Parecia que Trump havia se esquecido da Groenlândia, mas seus aliados continuam perseverando na ideia de se apropriar de seu território de uma forma ou de outra
A empresa em questão é a Greenland Energy, que, segundo o The Guardian, desafiou as autoridades locais da Groenlândia e o governo dinamarquês (que detém a soberania sobre a ilha) ao descarregar, sem permissão, equipamentos para iniciar a perfuração de poços de petróleo na tundra.
O projeto de instalação de poços de petróleo promovido pela Greenland Energy está causando sérias preocupações entre a população da Groenlândia com a preservação do meio ambiente e de seu modo de vida tradicional.
O jornal The New York Times explica, em um artigo assinado por Jeffrey Gettleman e Maya Tekel, que as áreas visadas pela empresa são habitadas pelo boi-almiscarado, cuja caça é de enorme importância para grandes segmentos da sociedade groenlandesa.

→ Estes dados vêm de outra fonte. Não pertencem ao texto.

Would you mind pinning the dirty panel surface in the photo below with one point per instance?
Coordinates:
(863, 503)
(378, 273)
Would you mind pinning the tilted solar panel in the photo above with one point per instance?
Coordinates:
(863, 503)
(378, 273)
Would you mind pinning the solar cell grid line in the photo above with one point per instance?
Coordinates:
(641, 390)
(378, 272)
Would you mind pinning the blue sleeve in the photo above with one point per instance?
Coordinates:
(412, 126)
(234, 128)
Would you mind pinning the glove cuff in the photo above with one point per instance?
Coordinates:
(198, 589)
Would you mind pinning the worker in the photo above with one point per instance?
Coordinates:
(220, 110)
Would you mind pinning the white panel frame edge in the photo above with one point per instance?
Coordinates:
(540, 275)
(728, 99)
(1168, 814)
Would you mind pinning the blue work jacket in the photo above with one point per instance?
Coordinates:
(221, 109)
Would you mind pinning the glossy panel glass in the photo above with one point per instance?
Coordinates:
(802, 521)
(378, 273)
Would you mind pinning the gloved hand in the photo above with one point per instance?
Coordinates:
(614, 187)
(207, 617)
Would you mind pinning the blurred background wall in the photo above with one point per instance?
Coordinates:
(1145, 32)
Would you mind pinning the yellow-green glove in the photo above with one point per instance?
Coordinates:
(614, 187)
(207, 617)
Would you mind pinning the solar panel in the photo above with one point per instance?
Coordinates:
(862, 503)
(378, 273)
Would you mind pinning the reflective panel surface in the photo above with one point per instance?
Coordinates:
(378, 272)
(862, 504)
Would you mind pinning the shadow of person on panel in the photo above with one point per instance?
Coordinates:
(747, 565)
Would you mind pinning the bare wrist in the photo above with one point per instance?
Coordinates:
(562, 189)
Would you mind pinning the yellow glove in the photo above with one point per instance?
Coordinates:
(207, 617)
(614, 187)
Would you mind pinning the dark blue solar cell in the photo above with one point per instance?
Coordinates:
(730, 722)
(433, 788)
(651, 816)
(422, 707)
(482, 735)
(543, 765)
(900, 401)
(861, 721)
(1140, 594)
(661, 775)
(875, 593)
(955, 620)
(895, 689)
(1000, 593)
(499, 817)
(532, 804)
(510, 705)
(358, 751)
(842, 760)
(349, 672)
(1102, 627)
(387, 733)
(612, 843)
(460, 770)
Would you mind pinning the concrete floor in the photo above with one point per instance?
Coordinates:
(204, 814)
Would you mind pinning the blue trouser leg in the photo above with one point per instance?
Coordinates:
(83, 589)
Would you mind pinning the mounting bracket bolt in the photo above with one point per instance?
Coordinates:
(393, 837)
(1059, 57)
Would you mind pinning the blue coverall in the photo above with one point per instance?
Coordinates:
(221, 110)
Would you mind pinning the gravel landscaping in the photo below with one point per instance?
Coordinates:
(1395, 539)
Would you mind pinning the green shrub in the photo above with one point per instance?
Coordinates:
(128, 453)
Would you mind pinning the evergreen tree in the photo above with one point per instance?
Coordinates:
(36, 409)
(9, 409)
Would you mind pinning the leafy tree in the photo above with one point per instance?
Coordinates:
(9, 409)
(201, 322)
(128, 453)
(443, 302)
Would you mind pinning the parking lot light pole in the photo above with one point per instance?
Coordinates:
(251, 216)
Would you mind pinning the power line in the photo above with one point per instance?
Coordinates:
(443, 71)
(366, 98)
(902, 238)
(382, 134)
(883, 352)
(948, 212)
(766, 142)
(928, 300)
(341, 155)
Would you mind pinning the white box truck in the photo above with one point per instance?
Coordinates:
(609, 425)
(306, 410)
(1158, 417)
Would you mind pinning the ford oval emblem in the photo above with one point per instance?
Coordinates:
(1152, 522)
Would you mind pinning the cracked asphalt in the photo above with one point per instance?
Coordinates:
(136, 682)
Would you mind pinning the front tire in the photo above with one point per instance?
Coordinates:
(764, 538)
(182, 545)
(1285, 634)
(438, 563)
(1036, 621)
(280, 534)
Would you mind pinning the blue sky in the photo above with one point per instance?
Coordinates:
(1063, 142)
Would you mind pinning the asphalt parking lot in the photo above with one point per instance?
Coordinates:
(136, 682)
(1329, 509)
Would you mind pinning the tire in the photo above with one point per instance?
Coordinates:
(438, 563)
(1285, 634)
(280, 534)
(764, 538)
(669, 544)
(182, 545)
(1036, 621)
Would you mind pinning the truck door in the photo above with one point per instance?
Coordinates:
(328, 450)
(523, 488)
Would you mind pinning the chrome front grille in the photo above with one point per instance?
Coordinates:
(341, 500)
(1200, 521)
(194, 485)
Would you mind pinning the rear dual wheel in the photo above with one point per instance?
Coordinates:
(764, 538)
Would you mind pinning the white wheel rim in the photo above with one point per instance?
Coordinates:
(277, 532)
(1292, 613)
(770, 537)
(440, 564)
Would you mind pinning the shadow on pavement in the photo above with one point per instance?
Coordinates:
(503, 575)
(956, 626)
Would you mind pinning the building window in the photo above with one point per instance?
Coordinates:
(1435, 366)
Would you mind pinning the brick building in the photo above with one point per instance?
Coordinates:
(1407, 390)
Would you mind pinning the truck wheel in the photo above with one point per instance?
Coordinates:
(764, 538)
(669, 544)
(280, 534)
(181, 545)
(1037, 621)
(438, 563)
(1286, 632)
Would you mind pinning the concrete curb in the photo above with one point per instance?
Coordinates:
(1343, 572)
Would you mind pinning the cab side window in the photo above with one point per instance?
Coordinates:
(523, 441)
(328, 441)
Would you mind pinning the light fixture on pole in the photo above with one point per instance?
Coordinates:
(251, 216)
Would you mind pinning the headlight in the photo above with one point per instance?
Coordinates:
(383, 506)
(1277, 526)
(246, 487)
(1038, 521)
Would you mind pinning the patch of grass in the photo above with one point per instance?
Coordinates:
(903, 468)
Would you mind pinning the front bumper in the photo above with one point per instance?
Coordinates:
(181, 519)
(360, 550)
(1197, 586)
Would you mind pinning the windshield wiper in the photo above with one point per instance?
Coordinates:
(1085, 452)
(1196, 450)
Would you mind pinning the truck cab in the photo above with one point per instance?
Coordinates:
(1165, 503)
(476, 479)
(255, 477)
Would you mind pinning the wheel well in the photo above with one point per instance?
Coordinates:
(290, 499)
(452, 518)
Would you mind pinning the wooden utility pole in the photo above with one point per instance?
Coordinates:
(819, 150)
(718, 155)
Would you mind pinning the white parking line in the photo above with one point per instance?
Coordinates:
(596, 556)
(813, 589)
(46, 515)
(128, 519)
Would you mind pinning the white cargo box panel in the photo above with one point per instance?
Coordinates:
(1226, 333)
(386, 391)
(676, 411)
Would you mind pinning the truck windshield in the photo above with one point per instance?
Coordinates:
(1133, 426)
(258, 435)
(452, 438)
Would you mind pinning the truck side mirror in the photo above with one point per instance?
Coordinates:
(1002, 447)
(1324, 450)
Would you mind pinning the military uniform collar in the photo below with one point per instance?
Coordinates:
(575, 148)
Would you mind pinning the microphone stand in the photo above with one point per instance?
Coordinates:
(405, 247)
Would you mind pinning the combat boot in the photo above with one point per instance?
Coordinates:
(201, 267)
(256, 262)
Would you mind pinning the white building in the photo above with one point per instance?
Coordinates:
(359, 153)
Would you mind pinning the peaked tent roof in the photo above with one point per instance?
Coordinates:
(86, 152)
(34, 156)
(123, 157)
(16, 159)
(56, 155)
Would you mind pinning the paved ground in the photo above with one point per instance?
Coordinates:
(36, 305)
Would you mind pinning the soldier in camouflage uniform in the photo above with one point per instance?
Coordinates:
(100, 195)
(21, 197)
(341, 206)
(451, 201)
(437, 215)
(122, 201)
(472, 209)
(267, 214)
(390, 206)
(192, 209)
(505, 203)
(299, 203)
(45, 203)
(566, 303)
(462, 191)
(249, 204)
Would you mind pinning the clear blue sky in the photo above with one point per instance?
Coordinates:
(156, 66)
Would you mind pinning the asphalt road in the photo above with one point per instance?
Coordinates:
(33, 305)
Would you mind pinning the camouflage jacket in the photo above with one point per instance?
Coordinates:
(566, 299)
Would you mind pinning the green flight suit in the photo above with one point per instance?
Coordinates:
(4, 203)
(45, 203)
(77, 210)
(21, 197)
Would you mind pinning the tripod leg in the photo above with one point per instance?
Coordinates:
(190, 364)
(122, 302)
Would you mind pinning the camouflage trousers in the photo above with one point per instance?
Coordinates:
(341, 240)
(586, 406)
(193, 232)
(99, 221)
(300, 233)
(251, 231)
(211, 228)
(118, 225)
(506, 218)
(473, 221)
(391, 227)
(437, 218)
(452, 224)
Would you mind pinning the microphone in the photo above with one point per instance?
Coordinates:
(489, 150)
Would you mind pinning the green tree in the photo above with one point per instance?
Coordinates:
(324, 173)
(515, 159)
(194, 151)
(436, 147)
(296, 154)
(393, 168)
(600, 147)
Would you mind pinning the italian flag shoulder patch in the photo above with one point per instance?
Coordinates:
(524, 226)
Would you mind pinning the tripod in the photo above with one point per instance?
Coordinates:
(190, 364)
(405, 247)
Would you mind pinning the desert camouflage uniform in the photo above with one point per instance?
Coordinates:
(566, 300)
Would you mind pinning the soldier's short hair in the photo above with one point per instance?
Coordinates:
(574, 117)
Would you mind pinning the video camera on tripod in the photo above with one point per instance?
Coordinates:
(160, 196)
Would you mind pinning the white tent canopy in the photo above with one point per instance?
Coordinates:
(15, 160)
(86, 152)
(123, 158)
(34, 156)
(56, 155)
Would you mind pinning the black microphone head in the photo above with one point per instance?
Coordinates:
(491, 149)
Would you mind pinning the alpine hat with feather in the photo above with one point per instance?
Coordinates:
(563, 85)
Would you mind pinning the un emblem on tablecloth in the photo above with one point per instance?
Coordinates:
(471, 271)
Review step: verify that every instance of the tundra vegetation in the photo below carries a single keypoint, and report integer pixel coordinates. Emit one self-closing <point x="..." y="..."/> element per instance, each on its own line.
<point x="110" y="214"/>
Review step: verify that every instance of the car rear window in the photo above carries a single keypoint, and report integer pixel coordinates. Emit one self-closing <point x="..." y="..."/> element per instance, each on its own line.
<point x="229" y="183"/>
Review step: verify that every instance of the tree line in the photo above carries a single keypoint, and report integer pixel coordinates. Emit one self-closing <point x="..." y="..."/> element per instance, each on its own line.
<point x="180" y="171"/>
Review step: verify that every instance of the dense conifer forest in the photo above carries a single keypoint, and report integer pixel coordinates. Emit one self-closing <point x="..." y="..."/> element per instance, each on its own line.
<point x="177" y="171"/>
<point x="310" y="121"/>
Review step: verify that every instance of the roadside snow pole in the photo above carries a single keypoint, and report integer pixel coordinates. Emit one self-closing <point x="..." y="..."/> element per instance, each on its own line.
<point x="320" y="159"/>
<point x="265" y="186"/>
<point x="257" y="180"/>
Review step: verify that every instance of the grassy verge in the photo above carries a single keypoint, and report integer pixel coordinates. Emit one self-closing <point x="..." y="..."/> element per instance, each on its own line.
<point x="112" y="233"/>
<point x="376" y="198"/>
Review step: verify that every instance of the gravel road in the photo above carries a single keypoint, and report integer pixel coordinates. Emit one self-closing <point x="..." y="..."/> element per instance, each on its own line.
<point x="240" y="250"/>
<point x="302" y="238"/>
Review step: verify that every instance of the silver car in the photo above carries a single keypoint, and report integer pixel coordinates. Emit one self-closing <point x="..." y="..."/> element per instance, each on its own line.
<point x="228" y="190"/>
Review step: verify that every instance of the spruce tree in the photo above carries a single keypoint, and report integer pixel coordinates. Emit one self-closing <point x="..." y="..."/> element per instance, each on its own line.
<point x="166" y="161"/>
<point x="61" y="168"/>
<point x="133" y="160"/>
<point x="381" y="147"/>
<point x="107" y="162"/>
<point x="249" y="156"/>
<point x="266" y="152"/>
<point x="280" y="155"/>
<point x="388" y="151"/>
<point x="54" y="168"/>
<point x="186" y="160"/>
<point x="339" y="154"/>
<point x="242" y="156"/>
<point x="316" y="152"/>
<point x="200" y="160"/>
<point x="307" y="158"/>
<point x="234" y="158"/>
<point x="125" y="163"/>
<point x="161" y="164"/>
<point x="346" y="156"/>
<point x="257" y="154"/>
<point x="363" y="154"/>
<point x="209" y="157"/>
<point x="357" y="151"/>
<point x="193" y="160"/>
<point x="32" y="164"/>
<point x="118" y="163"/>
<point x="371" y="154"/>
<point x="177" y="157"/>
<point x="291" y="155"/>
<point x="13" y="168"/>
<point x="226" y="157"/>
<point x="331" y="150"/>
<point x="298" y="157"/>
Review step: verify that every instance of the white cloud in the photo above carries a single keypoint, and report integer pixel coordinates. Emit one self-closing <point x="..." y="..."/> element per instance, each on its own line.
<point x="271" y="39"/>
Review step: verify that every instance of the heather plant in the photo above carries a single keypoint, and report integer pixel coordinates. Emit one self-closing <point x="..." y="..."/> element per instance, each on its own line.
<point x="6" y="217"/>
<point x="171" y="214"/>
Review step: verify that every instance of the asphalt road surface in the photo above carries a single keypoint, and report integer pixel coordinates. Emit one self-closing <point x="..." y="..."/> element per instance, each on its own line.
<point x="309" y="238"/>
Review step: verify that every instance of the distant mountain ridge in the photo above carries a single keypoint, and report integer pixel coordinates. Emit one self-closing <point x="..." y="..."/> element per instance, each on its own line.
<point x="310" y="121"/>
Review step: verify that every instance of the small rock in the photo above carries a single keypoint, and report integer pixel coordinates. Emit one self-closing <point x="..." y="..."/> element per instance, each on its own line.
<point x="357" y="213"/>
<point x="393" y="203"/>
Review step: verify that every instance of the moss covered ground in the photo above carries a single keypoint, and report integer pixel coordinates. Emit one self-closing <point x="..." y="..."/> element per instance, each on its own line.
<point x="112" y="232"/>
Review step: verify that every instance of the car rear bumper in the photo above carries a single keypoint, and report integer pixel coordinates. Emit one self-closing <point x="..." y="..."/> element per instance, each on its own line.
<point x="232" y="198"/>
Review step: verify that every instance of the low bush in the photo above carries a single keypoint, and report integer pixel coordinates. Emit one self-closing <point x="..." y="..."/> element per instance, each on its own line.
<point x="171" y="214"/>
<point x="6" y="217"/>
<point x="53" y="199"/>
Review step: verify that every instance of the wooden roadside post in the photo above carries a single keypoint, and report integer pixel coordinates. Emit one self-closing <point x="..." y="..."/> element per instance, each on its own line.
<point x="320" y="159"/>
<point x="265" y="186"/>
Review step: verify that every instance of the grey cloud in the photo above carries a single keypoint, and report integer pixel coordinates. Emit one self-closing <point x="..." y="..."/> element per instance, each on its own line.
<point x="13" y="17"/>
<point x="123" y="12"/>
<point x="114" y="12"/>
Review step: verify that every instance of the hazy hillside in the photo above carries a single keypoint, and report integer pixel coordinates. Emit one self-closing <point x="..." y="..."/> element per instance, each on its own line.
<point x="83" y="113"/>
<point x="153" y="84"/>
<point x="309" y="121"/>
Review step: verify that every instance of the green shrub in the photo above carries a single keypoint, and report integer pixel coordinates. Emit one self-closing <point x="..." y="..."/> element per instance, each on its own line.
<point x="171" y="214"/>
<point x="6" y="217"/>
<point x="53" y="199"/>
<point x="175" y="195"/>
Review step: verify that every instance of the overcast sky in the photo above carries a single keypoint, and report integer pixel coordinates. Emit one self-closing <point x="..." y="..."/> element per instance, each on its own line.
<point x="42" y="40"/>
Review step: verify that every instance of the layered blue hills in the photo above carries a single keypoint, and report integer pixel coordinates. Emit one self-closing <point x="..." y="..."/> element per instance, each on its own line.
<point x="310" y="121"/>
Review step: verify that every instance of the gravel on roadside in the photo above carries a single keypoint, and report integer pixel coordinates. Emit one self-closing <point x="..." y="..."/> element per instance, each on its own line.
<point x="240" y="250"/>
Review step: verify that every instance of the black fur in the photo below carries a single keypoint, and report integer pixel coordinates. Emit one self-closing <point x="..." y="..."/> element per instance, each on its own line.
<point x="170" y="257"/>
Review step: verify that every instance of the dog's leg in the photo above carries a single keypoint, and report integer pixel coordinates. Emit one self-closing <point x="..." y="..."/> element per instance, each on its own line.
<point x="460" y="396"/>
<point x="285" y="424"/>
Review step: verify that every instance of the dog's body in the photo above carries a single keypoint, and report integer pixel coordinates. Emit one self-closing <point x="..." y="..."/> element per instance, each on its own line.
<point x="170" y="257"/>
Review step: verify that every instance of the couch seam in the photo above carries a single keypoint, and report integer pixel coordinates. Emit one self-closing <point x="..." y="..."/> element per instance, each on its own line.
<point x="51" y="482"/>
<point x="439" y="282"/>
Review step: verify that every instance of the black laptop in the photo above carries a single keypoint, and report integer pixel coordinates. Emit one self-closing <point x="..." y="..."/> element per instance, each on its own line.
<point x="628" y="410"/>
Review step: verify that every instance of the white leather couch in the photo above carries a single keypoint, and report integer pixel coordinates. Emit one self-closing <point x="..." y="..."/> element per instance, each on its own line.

A Greenland Energy alardeou que em breve seria capaz de extrair petróleo, mas as autoridades, segundo o The Guardian, afirmaram que “o processo regulatório necessário não pode ser concluído e, portanto, as aprovações necessárias não podem ser obtidas antes do início planejado da perfuração”.
Segundo o The New York Times, a Groenlândia proibiu a extração de petróleo em seu território em 2021, mas a Greenland Energy possui uma licença obtida antes dessa proibição, o que coloca as autoridades em uma situação complexa.
Um dos principais promotores do projeto de extração de petróleo na Groenlândia é, segundo o The New York Times, o Dr. Phil McGraw, personalidade da televisão e um fervoroso apoiador de Trump. Ele colabora com a Greenland Energy para documentar um de seus projetos de exploração.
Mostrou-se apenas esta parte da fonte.